Vendita diretta: le società agricole non perdono la qualifica di IAP
Come noto, l’art. 4 del D.Lgs. 228/2001 (legge di orientamento) ha esteso agli agricoltori la possibilità di vendere direttamente i prodotti propri senza soggiacere agli obblighi generalmente posti dalla disciplina del commercio al dettaglio (L. 114/1998). La vera novità introdotta riguarda l’estensione di tale possibilità anche per le cessioni di prodotti agricoli acquistati da terzi, purché sia rispettato il requisito della prevalenza e altre precise condizioni, alcune delle quali introdotte con l’ultima Legge di Bilancio.
Se da un punto di vista fiscale non vi sono dubbi, visto che i redditi derivanti dalla cessione di beni acquistati da terzi vengono dichiarati nel quadro relativo al reddito di impresa, decisamente meno chiara è stata finora l’interpretazione del profilo amministrativo di tale attività, tanto da mettere in discussione “l’esercizio esclusivo” dell’attività agricola qualora praticata da una società agricola, elemento fondamentale per la qualifica di Imprenditore agricolo professionale.

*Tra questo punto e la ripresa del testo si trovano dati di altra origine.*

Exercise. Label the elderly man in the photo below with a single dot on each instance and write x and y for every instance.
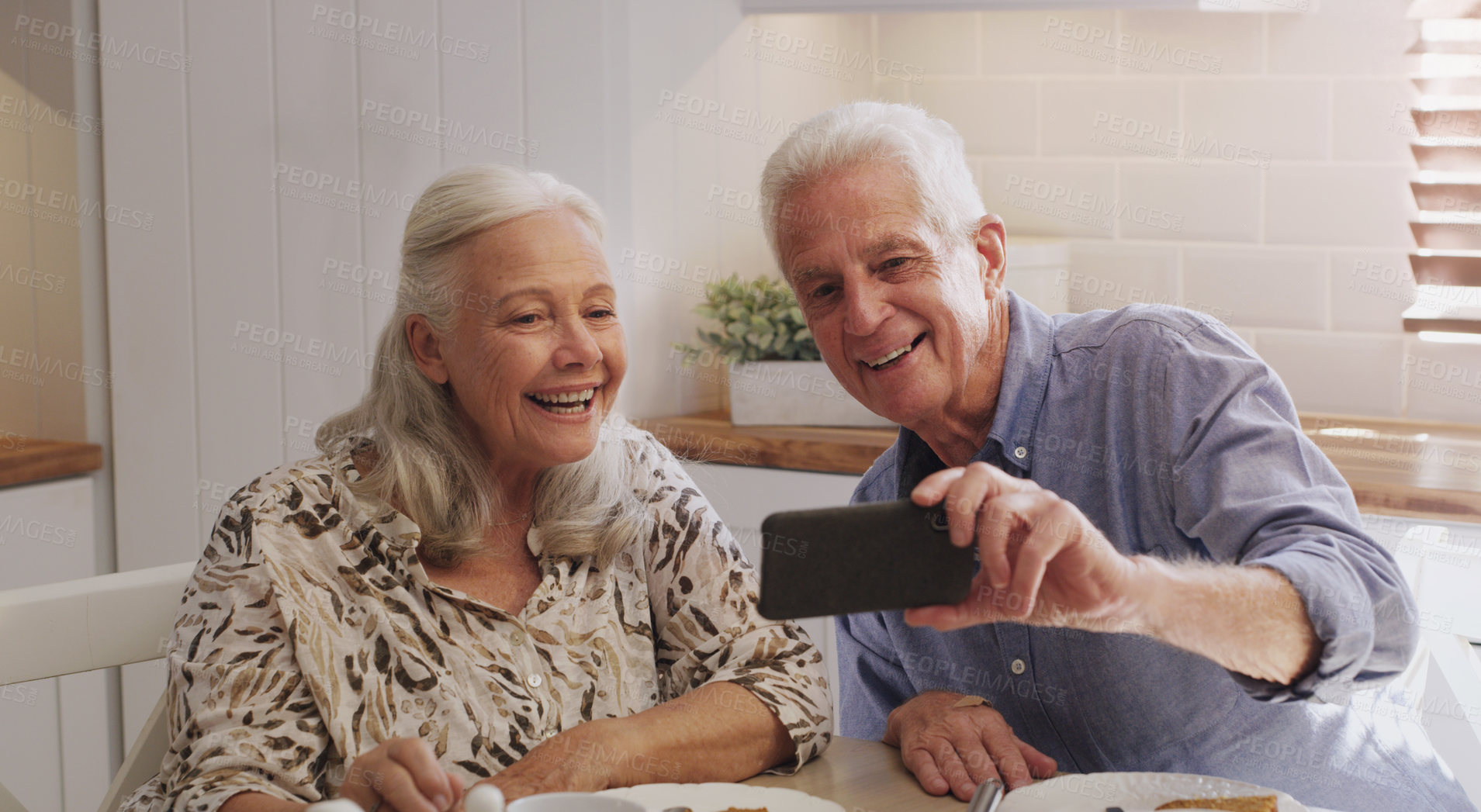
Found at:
(1171, 577)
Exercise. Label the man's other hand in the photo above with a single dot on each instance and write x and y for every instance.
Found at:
(954, 748)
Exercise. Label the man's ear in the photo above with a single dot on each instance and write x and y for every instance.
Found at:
(427, 348)
(992, 254)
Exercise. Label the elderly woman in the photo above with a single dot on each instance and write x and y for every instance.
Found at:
(485, 577)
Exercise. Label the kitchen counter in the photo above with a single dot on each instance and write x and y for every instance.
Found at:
(1419, 468)
(29, 460)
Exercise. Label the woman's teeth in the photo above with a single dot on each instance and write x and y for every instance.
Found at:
(565, 403)
(883, 361)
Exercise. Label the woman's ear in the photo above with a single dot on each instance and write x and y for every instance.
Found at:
(991, 248)
(427, 348)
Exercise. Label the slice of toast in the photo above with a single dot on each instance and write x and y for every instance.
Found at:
(1231, 803)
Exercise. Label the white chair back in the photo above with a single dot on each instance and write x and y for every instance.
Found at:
(95, 623)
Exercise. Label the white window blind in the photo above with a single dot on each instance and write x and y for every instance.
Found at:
(1448, 188)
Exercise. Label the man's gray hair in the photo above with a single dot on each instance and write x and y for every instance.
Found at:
(427, 460)
(926, 149)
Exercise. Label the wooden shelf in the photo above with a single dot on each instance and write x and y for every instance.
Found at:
(26, 460)
(1419, 468)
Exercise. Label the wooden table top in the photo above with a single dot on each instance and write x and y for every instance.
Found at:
(30, 460)
(867, 777)
(862, 777)
(1420, 468)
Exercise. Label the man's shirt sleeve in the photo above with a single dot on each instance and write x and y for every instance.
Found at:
(1253, 489)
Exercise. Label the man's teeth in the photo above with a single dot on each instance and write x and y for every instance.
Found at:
(891, 358)
(565, 397)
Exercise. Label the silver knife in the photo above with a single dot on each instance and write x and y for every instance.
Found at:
(987, 797)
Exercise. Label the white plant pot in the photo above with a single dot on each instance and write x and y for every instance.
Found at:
(794, 393)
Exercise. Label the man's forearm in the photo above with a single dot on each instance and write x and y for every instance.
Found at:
(716, 732)
(1246, 618)
(261, 802)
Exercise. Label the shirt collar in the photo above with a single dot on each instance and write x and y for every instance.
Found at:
(1021, 396)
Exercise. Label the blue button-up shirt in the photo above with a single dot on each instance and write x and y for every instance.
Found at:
(1171, 434)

Finalmente sembra ormai chiarito che l’attività di vendita al dettaglio di prodotti aziendali e di prodotti agricoli acquistati da altre aziende nei limiti fissati dal citato arti 4 del d.lgs 228/2001 sia da considerarsi a tutti gli effetti un’attività connessa, analogamente ad altre attività non agricole che possono svolgere le aziende agricole (es. agriturismo, prestazione di servizi, produzione di energia, ecc..). Tale interpretazione, che sta per essere recepita anche dalla Regione Veneto, consente alle società agricole di poter vendere al dettaglio anche prodotti acquistati da terzi senza perdere la qualifica di IAP.